この志公会(麻生派)の目的の1つは、日本の舵取りを担えるような政治家を育成したいという初期の目的が書いてある。その志公会で育ち、同じ釜の飯を食って育ってきた河野太郎を同志としてしっかり応援していきたい。
「一致団結、箱弁当ではない」が 縛りに
2025年で70年となる自民党の歴史。トップに就く総裁は、そのほとんどが国の舵取りを担ってきました。
麻生太郎 自民党副総裁:
昭和30年(の結党)・第1回の自民党総裁選挙から1つの選挙で11人も候補者が立った例は1回もありません。派閥がなくなったおかげです、良かったかどうかは知らないよ。
麻生副総裁は、多くの立候補者が出る今回の選挙について「一緒に一生懸命やりたい人がいたらやれば良い。信念を大事にしてほしいと」とした上で…。
麻生太郎 自民党副総裁:
こういう大会を開いて、一致結束(箱)弁当みたいに縛り上げるつもりは全くありませんし、河野太郎もそれを期待しているわけではありません。
ぜひみなさん、志を同じくしている人は気持ちをなるべく一致させることができるのであればそれに勝るものはない
今のVTRの中で気になる言葉がありました。それが「一致結束、箱弁当」です。
これは自民党の各派閥が毎週木曜日に集まり、昼ご飯を一緒に取るのが伝統だったことに由来する言葉で、団結の証とも言われてきました。
今回、麻生副総裁は「一致結束、箱弁当ではない、縛りあげるつもりはない」と発言しています。
-麻生副総裁発言の真意と、今回の派閥の動きどう見ています?
立岩陽一郎さん:
政治家はウソつきですから。あえて言うのをどう読み解くかですが、私は派閥は無くならないと思う。総裁選をやる以上、誰を推すかを考えていくので、名称は政策集団としても派閥的な結びつきは起こると思う。
麻生さんが敢えて「一致結束、箱弁当ではない、縛りあげるつもりはない」と言えば、それが縛りになる
「立憲民主党の代表選こそ注目を」
そして今回もう1つ注目したいのが9月23日に予定される立憲民主党の代表選挙です。野党第1党の立憲民主党の代表選も日程が迫っています。
これまでに枝野幸男 前代表が立候補を表明し、泉健太 代表も出馬に向けた意欲を見せてきました。
また、野田佳彦 元首相が自民党総裁選に注目が集まることに危機感を見せ、小沢一郎 議員が野田氏支援の方針を固めました。
野田佳彦 元首相(立候補を表明):
すぐに解散総選挙、逃げるな自民党という戦いに
吉田晴美 議員(立候補に向け調整):
(推薦人確保は)最後の一押しのところまできています
代表戦には、当選1回の吉田晴美 議員と江田憲司元代表代行も、立候補に向けた調整を続けています。
-立憲民主党の代表選をどうみますか?
ジャーナリスト・立岩陽一郎さん:
自民党総裁選で選ばれた人物が日本の首相になるわけですが、これは自民党が国会で圧倒的多数を占めているからで、これが諸悪の根源であると思う。

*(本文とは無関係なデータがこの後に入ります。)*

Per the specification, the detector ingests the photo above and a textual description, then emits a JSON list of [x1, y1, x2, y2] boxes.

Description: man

派閥の裏金問題が大きくなったとしても、結局、自民党の中の問題で済んでしまう。
(こうした状況を踏まえ)立憲民主党は本当に党を束ねられる人を選ばないといけない。立憲民主党をしっかりと根の張る組織としていけるかどうか、ある意味、自民党の総裁選以上に注目しなければいけない
自民党、立憲民主党のトップを決める選挙はこれからの日本がどうなっていくのかの大きな転換点になるのかもしれません。ここまで総裁選についてお伝えしました。